The CDC (The Centers for Disease Control and Prevention) says this, “The American Academy of Sleep Medicine has recommended that teenagers aged 13–18 years should sleep 8–10 hours per 24 hours.” You want to know what happens if you don’t get enough sleep? You die. Well, you can. The more common symptoms you may recognize include anxiety, depression, low self-esteem, attention and behavior issues, obesity, diabetes, impaired judgement (more than usual anyways) and a higher chance of getting sick if you’re exposed to a virus (hint hint). Yet the CDC’s study shows 72.7% of high school students don’t get enough sleep on school nights. Now don’t get me wrong, we teenagers aren’t the only ones to blame. This is why online learning may be beneficial to some of us.
It’s actually a largely accepted fact that teenagers shouldn’t wake up before 7 AM. However, people’s circadian rhythm does have some variation from person to person. You have the night owls, morning birds, ADHD spazzes, and noon pigeons. Some people naturally have a different rhythm. Back when we were a bunch of hunter/gatherers someone needed to take the night watch so we didn’t get eaten.

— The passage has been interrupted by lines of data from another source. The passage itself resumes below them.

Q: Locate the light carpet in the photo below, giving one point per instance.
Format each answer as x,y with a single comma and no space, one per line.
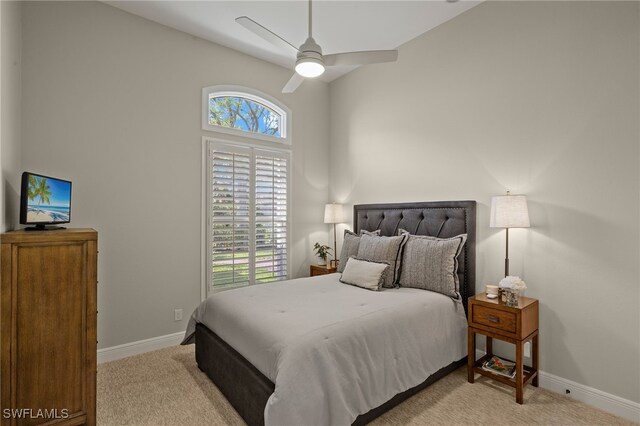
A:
165,387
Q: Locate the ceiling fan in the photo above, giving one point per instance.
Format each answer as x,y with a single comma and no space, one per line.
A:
310,61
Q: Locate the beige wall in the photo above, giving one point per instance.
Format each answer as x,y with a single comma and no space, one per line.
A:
112,102
10,110
540,98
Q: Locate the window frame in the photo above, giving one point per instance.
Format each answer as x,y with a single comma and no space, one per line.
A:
208,143
253,95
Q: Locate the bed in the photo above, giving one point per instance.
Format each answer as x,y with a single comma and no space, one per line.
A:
332,351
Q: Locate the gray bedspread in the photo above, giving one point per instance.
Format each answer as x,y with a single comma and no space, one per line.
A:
335,351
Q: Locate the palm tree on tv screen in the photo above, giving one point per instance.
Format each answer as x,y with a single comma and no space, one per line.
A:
40,189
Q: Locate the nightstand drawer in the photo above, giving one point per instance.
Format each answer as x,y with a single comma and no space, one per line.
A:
494,318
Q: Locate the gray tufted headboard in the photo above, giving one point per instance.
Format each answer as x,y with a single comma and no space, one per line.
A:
442,219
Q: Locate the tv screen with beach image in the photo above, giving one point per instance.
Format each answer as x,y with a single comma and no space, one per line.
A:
49,200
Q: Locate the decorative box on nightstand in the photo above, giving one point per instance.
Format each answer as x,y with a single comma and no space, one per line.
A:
517,325
321,270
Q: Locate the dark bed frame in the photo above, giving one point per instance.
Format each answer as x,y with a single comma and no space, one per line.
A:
248,390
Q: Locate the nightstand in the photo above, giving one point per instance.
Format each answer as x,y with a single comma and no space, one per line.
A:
510,324
321,270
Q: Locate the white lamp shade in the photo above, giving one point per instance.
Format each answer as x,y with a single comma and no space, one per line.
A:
333,213
509,211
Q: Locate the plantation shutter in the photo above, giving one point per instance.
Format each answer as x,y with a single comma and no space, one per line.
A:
248,215
271,217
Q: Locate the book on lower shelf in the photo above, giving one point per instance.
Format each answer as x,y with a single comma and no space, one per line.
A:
500,366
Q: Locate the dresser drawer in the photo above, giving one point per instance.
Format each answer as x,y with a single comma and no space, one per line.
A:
494,318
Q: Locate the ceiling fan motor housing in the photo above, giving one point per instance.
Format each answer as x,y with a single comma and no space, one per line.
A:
310,49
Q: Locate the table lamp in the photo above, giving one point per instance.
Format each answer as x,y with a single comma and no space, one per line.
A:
333,214
509,211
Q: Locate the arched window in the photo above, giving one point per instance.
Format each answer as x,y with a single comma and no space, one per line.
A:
245,112
246,193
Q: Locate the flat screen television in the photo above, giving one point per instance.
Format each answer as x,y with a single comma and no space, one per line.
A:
44,200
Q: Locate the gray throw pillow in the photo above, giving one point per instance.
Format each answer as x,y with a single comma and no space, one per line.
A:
364,273
431,263
383,249
350,245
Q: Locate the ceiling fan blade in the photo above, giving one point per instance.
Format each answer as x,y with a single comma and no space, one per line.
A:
361,58
266,34
293,83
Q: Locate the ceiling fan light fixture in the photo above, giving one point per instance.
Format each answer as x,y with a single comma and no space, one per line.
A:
309,67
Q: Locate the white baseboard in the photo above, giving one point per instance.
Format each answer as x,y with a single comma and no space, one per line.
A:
605,401
141,346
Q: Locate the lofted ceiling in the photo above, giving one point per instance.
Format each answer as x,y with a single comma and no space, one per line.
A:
338,26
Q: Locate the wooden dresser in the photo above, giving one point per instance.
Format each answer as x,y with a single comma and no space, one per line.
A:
48,327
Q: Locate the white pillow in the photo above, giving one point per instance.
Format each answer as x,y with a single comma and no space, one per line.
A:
364,273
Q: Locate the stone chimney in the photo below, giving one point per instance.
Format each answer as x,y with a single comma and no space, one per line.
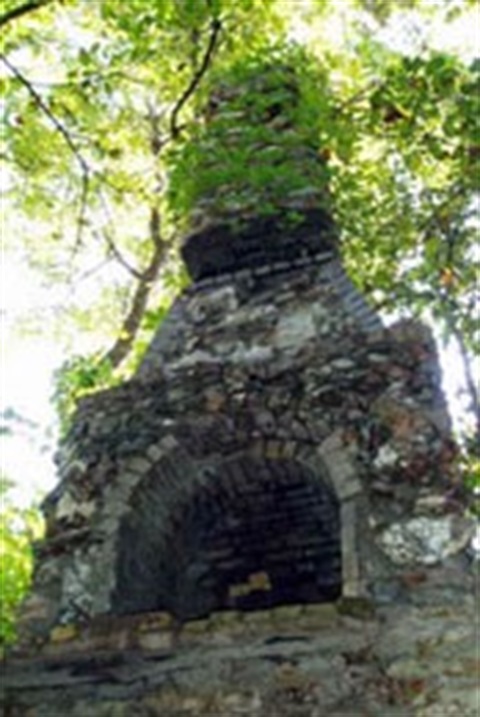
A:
277,446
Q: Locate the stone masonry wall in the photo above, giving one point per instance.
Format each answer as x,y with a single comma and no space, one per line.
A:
285,365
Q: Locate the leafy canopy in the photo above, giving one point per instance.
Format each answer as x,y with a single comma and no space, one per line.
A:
103,130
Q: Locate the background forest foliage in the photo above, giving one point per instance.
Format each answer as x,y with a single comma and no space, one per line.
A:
102,98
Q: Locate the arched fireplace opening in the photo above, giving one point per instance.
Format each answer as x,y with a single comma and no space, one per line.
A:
252,534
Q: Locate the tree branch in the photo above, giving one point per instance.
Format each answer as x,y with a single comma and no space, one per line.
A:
84,168
215,27
131,324
17,12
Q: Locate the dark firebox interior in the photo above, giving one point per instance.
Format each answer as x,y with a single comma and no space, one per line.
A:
253,534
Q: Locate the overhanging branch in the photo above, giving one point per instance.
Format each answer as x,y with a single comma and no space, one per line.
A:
215,27
131,324
84,168
21,10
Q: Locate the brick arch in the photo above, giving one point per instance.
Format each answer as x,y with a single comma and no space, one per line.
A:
245,532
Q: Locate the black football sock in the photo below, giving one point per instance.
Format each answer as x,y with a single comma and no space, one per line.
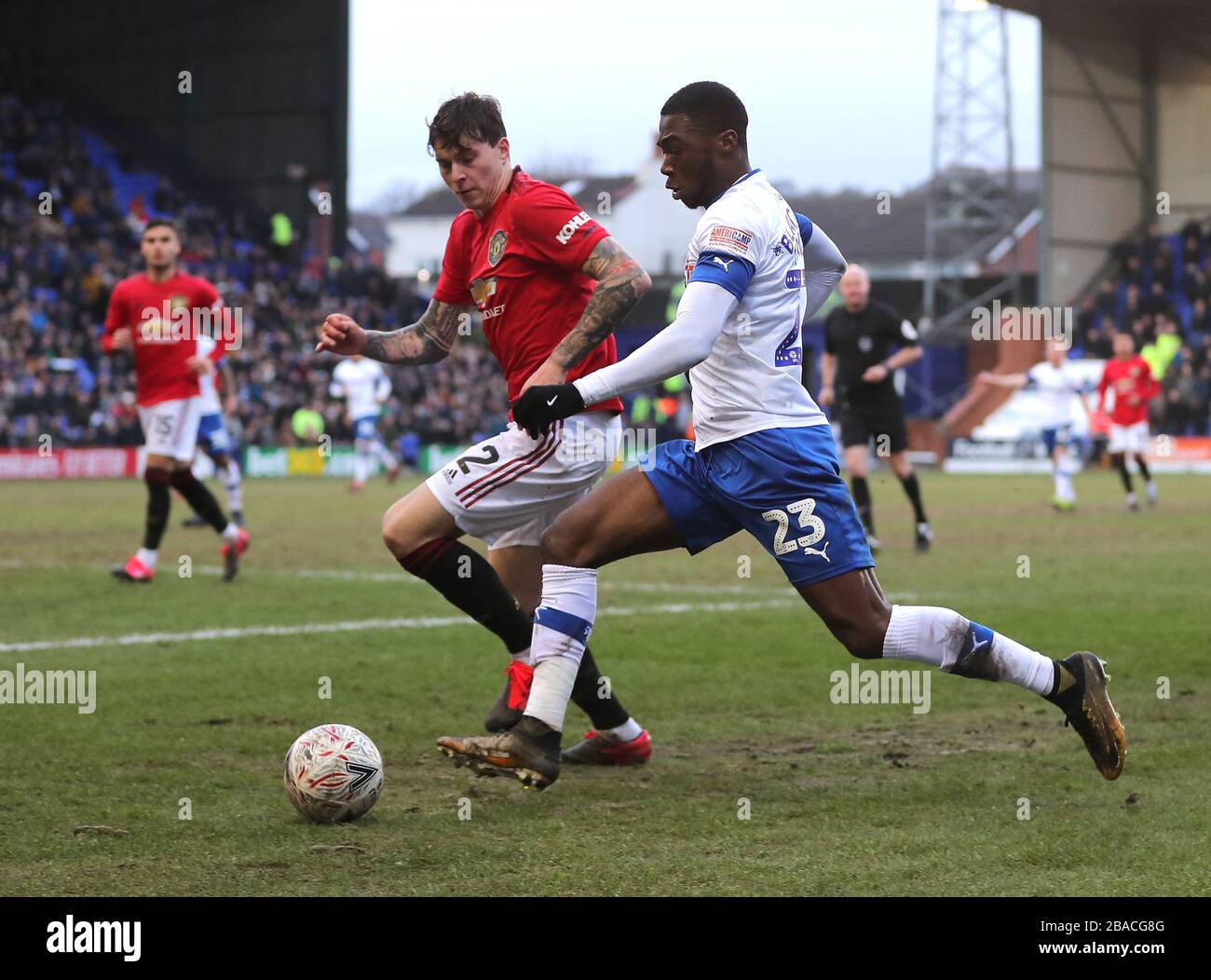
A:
912,488
1121,460
200,499
596,699
470,583
158,502
863,498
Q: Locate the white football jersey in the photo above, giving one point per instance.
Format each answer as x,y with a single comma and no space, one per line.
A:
1056,388
363,384
209,400
749,241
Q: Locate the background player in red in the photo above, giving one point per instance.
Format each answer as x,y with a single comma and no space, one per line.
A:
1134,386
550,285
154,315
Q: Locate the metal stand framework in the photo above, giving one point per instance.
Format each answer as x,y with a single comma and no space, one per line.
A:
970,204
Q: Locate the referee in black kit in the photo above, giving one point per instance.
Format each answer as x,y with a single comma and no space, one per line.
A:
856,375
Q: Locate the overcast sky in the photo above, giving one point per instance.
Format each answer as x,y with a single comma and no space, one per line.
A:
838,95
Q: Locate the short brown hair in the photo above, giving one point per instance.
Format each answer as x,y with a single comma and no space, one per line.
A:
467,116
160,223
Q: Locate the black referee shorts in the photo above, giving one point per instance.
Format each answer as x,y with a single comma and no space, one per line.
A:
864,419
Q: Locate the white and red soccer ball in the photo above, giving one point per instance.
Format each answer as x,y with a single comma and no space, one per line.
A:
333,773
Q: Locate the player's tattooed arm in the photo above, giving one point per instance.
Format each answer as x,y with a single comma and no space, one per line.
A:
422,343
621,282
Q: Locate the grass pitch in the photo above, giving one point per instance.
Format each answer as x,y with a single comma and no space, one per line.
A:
731,674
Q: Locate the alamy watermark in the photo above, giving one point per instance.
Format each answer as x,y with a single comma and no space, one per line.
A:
176,321
77,687
859,686
592,443
1022,323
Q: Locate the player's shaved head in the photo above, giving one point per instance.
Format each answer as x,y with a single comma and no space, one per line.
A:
855,287
711,108
703,140
160,245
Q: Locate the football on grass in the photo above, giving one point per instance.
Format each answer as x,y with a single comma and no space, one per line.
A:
333,773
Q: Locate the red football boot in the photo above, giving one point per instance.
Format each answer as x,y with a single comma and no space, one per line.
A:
596,750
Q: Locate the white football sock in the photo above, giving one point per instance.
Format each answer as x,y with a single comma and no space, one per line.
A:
628,730
231,483
361,465
951,642
562,624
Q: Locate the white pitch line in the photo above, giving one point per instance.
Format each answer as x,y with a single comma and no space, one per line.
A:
131,640
339,575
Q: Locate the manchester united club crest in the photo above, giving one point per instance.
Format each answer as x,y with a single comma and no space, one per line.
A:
497,246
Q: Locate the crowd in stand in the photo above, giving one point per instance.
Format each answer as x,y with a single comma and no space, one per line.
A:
1161,293
68,235
65,240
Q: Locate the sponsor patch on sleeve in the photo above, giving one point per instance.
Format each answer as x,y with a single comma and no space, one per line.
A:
730,238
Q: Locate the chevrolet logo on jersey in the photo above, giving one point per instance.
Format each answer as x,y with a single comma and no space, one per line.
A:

Teenagers specifically tend to go to sleep later than adults around 10pm-12am and wake up later about 8am-10am consequently. So with online learning, we can sleep in a little later. This is not an excuse to go to bed at 4am, a consistent sleep schedule goes hand in hand with a healthy one.
There are a ton of reasons you might have trouble sleeping, but there are also a ton of ways to help. Try to avoid caffeine, eating and exercising right before going to bed. Recreational drugs and alcohol are also probably not good things to do before bed. To help fall asleep you might want to try taking melatonin, drinking tea/warm milk, light yoga, and having a good environment will help. Sometimes sleep has to take priority. Not that you should skip your morning classes….. But maybe look into going to bed earlier or other alternatives. There’s a fine line between productivity and sleep deprivation and teenagers are known to fall off the edge of it sometimes. You aren’t going to be any good in class if you’re so tired you fall asleep anyway because you finished all the homework last night at 3AM. It’s important to find balance. “Your mind is like this water, my friend. When it is agitated, it becomes difficult to see. But if you allow it to settle, the answer becomes clear.”― Kung Fu Panda. If you want your mind to settle you need sleep.
With most of modern science evolving, our understanding of sleep is evolving as well. We know why it’s important, and how much we should be getting. There is an ocean of controversial studies offering different ideas of what the ideal sleep schedule should be, and even some new studies on something called short sleepers, where due to a genetic gene mutation a small portion of the population needs only 4-6 hours of sleep to function the way the rest of us do on 8-10. Crazy really. Your sleep schedule is important, and something you should probably prioritize more since without it you are more prone to basically every illness out there. So you should try working on getting enough sleep, on the times that work for you.